Сегодня в полночь? Проблема – Рейли. В восемь часов вечера он будет ждать меня в порту. Я полагаю, что Рейли, хоть он и сам намерен сбежать отсюда незаметно, по-прежнему поддерживает связь с агентами в городе. Другими словами, если в восемь часов вечера я не появлюсь в порту, дома мне с этого времени оставаться уже нельзя. Время до полуночи я должен где-то скоротать. И из дома я должен уйти незамеченным, на сей раз без маскировочного костюма, который так и остался лежать где-то там на овечьем пастбище. Кроме того, по каналу мне больше уже не пробраться. Я должен радоваться, если мне удастся просто выйти из дома хромая.
Об этом я должен подумать. Сейчас я помоюсь, потом посмотрю, застыли ли кубики льда, и подумаю, что можно сделать.
Я сижу у постели Джордана Безаниса. Траурная вахта. Мы сменяли друг друга всю ночь, и мне достался последний час. Я смотрю на его серое, восковое лицо, в котором больше не видно ни его тайных желаний, ни его упрямства, которое он часто проявлял. Джордана больше нет. Под простынями лежит только его тело, содержащее в себе несколько отказавших технических приборов.
Восходит солнце. Я наклоняюсь вперёд, чтобы выключить лампу на ночном столике. И в этот момент я вижу, что на подоконнике собралась стайка мелких пташек и заглядывает внутрь. Маленькие коричнево-серые комочки с тёмными точечными глазами и тёмными клювами, казалось, разглядывали Джордана – человека, который их так часто рисовал, – и у них был такой вид, будто они всё время сидели здесь и тоже несли траурную вахту. Но когда я в растерянности снова откинулся на спинку стула, они вспорхнули и улетели.

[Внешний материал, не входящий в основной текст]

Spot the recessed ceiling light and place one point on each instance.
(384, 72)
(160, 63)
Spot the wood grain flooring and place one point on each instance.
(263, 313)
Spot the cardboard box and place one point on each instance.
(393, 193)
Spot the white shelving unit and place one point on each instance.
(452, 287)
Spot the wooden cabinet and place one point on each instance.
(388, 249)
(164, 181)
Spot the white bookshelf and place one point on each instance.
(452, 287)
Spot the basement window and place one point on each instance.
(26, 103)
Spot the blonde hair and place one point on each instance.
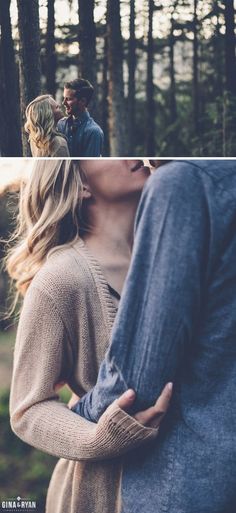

Думай о смерти, говорит Сенека, и я так и делаю. Я думаю о смерти. Так я готовлю себя без страха и трепета к тому дню, когда поза и грим отпадут и станет видно, отважен ли я только на словах или и в сердце, и не притворными ли были те заносчивые речи, которые я бросал в лицо судьбе.

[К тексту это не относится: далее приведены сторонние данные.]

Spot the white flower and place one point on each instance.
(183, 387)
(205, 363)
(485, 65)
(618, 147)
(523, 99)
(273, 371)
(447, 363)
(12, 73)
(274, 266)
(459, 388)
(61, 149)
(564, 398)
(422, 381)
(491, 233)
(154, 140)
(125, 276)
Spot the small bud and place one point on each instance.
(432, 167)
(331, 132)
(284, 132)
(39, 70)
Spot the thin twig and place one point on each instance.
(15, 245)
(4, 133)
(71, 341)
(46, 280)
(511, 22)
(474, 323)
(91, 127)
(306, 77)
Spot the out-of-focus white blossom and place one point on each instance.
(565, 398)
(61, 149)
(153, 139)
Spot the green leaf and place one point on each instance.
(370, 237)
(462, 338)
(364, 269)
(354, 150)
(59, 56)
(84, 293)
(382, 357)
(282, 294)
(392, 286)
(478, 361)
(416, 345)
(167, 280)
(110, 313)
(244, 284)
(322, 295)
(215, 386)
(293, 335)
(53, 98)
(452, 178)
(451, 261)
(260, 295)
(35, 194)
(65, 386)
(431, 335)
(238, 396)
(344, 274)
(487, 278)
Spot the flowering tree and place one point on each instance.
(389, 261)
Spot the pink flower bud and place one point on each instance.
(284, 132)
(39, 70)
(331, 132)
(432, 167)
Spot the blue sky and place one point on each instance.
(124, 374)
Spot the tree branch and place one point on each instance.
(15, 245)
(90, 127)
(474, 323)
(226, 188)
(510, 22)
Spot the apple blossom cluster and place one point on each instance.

Я всегда со страхом читал эти слова. Но я их перечитывал снова и снова, не понимая, почему они так задевают меня. Я даже записал их, чтобы всегда иметь их при себе.

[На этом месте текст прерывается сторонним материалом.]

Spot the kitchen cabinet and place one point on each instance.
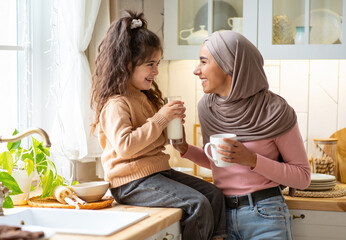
(283, 29)
(276, 27)
(188, 23)
(318, 218)
(318, 225)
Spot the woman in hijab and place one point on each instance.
(237, 100)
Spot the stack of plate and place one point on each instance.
(321, 182)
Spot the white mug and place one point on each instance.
(174, 127)
(236, 24)
(215, 140)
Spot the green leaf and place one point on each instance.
(29, 166)
(13, 145)
(6, 161)
(8, 203)
(10, 183)
(52, 167)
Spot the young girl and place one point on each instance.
(132, 118)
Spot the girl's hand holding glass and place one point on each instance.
(172, 110)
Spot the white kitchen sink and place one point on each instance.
(89, 222)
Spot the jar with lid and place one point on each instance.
(323, 159)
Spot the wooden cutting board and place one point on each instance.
(341, 150)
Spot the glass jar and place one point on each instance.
(324, 156)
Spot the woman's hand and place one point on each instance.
(237, 153)
(174, 109)
(182, 148)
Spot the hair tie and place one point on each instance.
(136, 23)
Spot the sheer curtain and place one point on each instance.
(73, 26)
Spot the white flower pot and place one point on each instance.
(24, 182)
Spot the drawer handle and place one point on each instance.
(302, 216)
(168, 236)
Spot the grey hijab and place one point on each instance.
(250, 110)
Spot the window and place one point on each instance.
(15, 66)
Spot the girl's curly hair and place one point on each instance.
(123, 47)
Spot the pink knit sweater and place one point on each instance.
(239, 179)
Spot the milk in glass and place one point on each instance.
(174, 127)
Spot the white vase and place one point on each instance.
(24, 182)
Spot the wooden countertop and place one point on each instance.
(319, 204)
(159, 218)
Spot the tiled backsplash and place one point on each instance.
(316, 89)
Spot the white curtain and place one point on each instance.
(74, 25)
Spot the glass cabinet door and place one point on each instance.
(188, 23)
(301, 29)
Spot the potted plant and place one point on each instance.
(18, 164)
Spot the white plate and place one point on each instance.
(48, 232)
(319, 177)
(326, 26)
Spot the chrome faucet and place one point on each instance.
(28, 132)
(4, 192)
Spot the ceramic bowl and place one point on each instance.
(91, 191)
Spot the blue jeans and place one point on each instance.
(267, 219)
(202, 203)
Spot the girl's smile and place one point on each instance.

Может, теперь я начинаю понимать.
Две тысячи лет после Сенеки мы чтим победителей и презираем побеждённых. Мужество, по нашим представлениям, есть лишь способность преодолевать тот страх, который удерживает нас от борьбы за победу. Однако мужество без победы – это ничто, оно для нас смешно. Поэтому мы не понимаем, что мужество достигает своего расцвета только перед лицом смерти.